I think it's the same person who would be a Hikikomori, just adapted to NA economic realities


> They're just as checked out really, bouncing between part time minimum wage jobs. They tend to live with like 5 roommates all doing the same thing they are. They work as few hours as possible to pay for rent and food. Any money left over is going to weed/booze/both and videogames

The Japanese term would be "freeter". However, many artists, poets, and musicians, have lived similarly in decades past. Such a lifestyle wasn't and isn't limited to hikikomori or individuals approximately classified as one.

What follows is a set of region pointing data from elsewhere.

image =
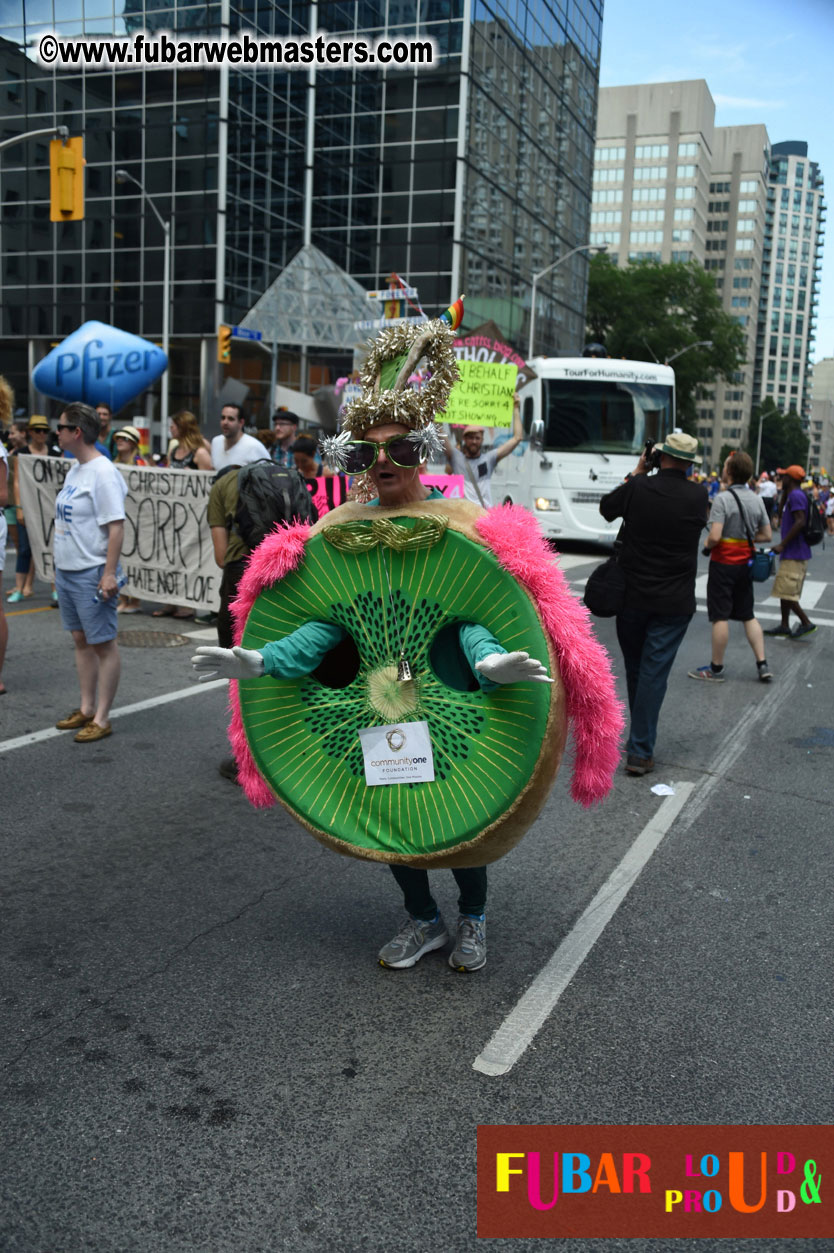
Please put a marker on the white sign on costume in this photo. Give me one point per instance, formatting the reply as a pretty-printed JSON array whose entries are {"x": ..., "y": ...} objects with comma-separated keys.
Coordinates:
[
  {"x": 167, "y": 551},
  {"x": 400, "y": 752}
]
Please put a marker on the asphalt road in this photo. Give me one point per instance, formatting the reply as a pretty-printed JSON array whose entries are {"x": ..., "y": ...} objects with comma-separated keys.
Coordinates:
[{"x": 200, "y": 1053}]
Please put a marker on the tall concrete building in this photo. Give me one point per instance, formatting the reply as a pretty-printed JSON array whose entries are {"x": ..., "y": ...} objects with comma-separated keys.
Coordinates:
[
  {"x": 735, "y": 237},
  {"x": 468, "y": 176},
  {"x": 793, "y": 259},
  {"x": 820, "y": 427},
  {"x": 651, "y": 171},
  {"x": 670, "y": 186}
]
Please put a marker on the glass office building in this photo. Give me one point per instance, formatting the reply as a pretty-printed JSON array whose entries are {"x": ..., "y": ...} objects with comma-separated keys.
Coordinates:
[{"x": 465, "y": 177}]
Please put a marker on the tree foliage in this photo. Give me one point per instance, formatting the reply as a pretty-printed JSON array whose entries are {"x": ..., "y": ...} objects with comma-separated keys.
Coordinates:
[
  {"x": 650, "y": 311},
  {"x": 783, "y": 440}
]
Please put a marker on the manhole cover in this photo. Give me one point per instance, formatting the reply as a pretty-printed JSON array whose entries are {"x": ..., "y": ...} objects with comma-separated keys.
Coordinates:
[{"x": 152, "y": 639}]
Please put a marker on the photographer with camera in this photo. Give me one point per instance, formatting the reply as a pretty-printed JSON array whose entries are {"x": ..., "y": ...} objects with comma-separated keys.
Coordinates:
[{"x": 664, "y": 515}]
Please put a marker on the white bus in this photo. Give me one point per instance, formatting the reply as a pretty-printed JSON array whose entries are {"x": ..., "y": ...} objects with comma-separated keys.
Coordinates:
[{"x": 587, "y": 420}]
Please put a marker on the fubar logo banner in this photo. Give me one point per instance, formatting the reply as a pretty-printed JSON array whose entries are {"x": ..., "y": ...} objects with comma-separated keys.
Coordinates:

> artists, poets, and musicians, have lived similarly in decades past

I don't think artists/poets/musicians/what have you were sitting around playing videogames

I think it's an important distinction that this isn't a sort of "we're living this way pursuing a dream" lifestyle that I'm trying to describe

It's more "we're living this way because we have no dreams"

I think it's different


I think the reality is this has little to do with the job.

I'm a SWE, and most other SWE I know are basically losers. They work, go home, do nothing, wake up repeat. Do that for 40 years and eventually roll over and die from complications of obesity.

Sure, they work more and have more money. Doesn't matter much. They couldn't tell you what code they wrote one year ago. All their money is going towards their various vices, be it food, nicotine, video games.

Point being, working and nothing else is the reality for a lot of people. And it is sad, and it is pathetic, and you don't get much to show for it. People, in general these days, don't really have lives. They live, but just barely.


I heard the term NEET (not in employment education or training) used for the first time on western media last week. I usually associate the term with Japan and the Hikikomori issues.


In Spain and other LATAM countries we have the concept of "ni-ni" (ni estudia, ni trabaja = neither studies nor works). Although I'm pretty sure a lot of them don't spend all their time at home.


Fun(-ish) fact: Although it's strongly associated with and was popularized by Japan, the term "NEET" came from Britain.